Dietary conservatism is a foraging strategy in which individuals show a prolonged reluctance to eat novel foods, even after neophobia has been overcome. Within any given population of foragers, some will exhibit DC and some will exhibit adventurous consumption, an alternative strategy in which individuals readily accept novel food immediately after neophobia has waned. It is important to emphasise that DC and neophobia are distinct processes distinguished by the persistence of an individual’s reluctance to eat over repeated encounters with novel food and over long time periods.
Background
Animals are often faced with a choice between eating familiar food or expanding their diet by consuming a novel item. It has long been recognised that animals hesitate to approach novel foods they encounter and this initial fear of novelty lasts only a matter of minutes in most animals. By contrast, a second response to novel food has been identified, in which, after the foragers have overcome their neophobia to approach and made contact with novel food, they continue to avoid eating it for considerable periods of time. This much longer avoidance of novel food is called “Dietary Conservatism” and has been shown to have a genetic basis. Unlike neophobia, DC does not rapidly subside over repeated encounters. For example, Kelly found that among wild birds, some individuals avoided novel food for more than 2 years and 200 exposures, even though the novel food was conspicuous and fully palatable.
One observation about the phenomenon of DC is that each of the forager populations examined so far has included some individuals that are consistently conservative. However, the rest of the population exhibit a clearly different response to foraging encounters with novel foods. “Adventurous consumers” eat novel food as soon as they encounter it, or after their neophobia has waned enough for them to approach and touch it. In all vertebrate populations tested so far, both AC and DC strategies have been represented by a sizable proportion of the population.

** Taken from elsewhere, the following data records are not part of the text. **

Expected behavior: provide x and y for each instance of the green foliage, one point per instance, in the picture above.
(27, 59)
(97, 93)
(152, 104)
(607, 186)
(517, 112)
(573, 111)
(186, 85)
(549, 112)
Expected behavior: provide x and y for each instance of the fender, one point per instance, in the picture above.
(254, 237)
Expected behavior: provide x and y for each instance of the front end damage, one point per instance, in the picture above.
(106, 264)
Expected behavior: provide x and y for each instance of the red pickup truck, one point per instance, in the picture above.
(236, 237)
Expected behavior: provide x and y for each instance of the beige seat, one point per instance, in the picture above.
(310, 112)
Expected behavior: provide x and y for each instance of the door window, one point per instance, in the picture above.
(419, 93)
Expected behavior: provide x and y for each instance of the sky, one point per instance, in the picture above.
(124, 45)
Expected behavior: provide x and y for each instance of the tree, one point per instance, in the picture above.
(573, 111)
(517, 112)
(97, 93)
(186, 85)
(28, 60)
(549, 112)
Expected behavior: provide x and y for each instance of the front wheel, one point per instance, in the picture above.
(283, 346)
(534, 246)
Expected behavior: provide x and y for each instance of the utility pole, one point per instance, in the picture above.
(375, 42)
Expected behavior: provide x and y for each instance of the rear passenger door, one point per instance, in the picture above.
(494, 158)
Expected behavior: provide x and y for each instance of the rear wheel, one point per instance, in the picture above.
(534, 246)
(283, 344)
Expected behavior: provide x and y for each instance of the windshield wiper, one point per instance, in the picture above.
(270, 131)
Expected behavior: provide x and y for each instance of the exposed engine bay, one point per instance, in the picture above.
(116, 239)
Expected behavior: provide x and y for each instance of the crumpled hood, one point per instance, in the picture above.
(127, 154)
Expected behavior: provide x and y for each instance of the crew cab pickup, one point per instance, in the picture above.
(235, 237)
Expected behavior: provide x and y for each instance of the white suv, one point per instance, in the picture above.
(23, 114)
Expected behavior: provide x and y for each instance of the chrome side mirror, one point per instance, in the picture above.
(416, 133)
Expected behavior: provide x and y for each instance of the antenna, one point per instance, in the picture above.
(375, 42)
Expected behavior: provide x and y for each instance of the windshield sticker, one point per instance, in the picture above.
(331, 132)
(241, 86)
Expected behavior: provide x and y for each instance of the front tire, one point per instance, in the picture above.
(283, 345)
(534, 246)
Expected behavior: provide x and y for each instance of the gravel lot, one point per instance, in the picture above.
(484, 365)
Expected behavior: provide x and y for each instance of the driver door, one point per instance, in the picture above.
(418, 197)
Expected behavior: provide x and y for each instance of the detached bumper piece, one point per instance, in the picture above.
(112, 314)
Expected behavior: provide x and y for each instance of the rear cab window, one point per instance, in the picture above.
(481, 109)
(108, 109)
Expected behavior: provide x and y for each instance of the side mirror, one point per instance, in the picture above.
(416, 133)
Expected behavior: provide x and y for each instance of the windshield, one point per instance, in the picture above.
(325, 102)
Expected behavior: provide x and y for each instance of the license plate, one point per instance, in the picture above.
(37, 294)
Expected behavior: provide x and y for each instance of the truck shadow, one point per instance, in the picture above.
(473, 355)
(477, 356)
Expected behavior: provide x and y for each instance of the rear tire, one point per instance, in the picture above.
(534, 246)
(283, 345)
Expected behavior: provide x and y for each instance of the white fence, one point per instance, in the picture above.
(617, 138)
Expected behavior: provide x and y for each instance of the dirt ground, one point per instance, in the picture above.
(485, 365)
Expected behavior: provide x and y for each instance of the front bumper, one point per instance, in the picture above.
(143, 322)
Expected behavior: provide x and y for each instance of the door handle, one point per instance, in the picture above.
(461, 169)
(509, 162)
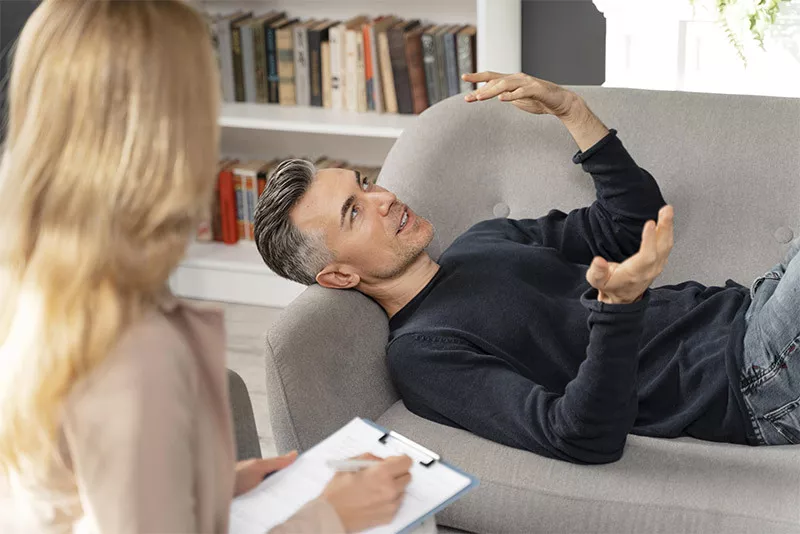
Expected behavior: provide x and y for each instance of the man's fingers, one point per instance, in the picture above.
(665, 230)
(478, 77)
(598, 273)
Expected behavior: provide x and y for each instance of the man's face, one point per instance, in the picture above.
(372, 234)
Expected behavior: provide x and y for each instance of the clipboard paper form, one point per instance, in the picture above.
(434, 484)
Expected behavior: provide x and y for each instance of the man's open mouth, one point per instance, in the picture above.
(403, 220)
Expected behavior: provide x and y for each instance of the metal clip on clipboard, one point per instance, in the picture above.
(424, 456)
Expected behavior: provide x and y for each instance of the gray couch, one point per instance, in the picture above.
(731, 167)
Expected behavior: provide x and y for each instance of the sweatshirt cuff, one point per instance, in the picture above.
(580, 157)
(590, 302)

Plasticity in expression of DC
Although DC is a trait with a genetic basis, its expression is, like any behaviour, a dynamic interaction between genes and the environment. Specifically, the expression of DC has been shown to be influenced by an individual’s experience of the encounter with novel food in different contexts. For example, extended experience with multiple different colours of novel food makes a DC individual more likely to accept an additional novel colour. Conversely, encounters with novel food which is distasteful, increases the strength of the DC response, making the individual extremely averse to novel foods thereafter. Social cues can also be important. If a domestic chick observes another individual consuming novel food, then the avoidance of novel food by the observer is reduced. Alternatively, if chicks cannot see the food choice, and their companion is simply a competitor for food, then DC individuals become more DC and only take the familiar food. The strength of expression of DC also depends on the forager’s perceived risk of predation pressure, hunger levels, and perceived availability of food.

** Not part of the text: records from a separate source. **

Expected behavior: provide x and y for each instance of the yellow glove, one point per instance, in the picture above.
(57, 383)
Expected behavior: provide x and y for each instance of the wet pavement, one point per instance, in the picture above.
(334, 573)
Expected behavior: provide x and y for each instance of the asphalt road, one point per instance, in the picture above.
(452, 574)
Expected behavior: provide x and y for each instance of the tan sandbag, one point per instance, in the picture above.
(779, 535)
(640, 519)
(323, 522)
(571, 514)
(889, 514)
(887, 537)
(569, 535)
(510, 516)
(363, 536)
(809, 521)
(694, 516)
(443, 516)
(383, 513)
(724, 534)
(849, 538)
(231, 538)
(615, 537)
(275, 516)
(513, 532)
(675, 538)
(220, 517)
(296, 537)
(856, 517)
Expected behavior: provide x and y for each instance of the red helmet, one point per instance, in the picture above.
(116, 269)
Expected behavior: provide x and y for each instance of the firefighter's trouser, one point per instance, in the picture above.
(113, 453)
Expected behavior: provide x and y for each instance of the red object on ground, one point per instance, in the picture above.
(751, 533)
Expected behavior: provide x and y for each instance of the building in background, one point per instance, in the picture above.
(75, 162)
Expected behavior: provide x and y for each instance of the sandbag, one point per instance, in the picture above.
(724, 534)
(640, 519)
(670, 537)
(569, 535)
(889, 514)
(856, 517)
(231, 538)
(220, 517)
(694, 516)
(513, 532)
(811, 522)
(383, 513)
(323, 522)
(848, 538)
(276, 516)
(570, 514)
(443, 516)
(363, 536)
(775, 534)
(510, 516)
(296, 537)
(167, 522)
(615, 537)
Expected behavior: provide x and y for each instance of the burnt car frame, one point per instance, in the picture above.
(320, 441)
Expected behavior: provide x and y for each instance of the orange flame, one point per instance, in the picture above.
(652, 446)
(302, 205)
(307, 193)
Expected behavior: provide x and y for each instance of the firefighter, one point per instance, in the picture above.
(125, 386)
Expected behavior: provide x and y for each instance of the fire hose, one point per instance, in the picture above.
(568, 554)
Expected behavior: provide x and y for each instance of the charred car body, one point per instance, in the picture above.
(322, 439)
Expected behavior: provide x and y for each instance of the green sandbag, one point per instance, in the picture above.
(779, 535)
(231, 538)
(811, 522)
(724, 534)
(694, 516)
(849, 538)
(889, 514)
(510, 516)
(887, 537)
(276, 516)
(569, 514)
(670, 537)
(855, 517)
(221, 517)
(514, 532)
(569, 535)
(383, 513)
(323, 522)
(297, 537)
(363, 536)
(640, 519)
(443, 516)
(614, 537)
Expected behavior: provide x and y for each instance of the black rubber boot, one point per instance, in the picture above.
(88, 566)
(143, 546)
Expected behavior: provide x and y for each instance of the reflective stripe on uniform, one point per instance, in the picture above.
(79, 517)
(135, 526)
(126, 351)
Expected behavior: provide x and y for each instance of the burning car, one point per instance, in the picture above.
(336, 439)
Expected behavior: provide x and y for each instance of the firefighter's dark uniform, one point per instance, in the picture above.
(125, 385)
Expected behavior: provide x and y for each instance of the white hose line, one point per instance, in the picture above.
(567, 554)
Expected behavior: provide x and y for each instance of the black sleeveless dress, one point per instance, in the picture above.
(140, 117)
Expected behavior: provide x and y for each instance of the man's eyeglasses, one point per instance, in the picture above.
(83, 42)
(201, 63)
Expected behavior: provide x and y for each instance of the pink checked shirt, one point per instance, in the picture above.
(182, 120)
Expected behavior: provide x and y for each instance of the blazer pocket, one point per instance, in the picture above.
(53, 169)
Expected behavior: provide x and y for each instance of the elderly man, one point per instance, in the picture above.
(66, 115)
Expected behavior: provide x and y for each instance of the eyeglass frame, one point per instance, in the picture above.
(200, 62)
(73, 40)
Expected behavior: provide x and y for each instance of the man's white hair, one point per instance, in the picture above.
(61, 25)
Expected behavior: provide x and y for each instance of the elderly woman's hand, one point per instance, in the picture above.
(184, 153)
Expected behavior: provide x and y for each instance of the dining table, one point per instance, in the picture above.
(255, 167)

Maintenance of DC and AC foraging strategies
It is possible that the balance of DC and AC foraging strategies in a population is influenced by the forager’s ecology. For example, DC may be favoured in habitats where prey are relatively cryptic, since it allows the predator to specialise on a single prey type. In this way DC individuals could benefit from the use of a ‘search image’ for that prey type and the accumulation of experience of handling that prey. In addition, where there are many toxic prey types, DC foragers may be favoured as they are less likely to be poisoned if they eat only nontoxic prey, with which they are already familiar. By contrast, AC foragers may be favoured in environments with a high diversity of prey, but a low abundance of individual prey types. In such an environment, AC predators would more quickly discover which of the available range of prey are edible and would then be able to exploit all of those prey types, rather than a familiar, but smaller, subset.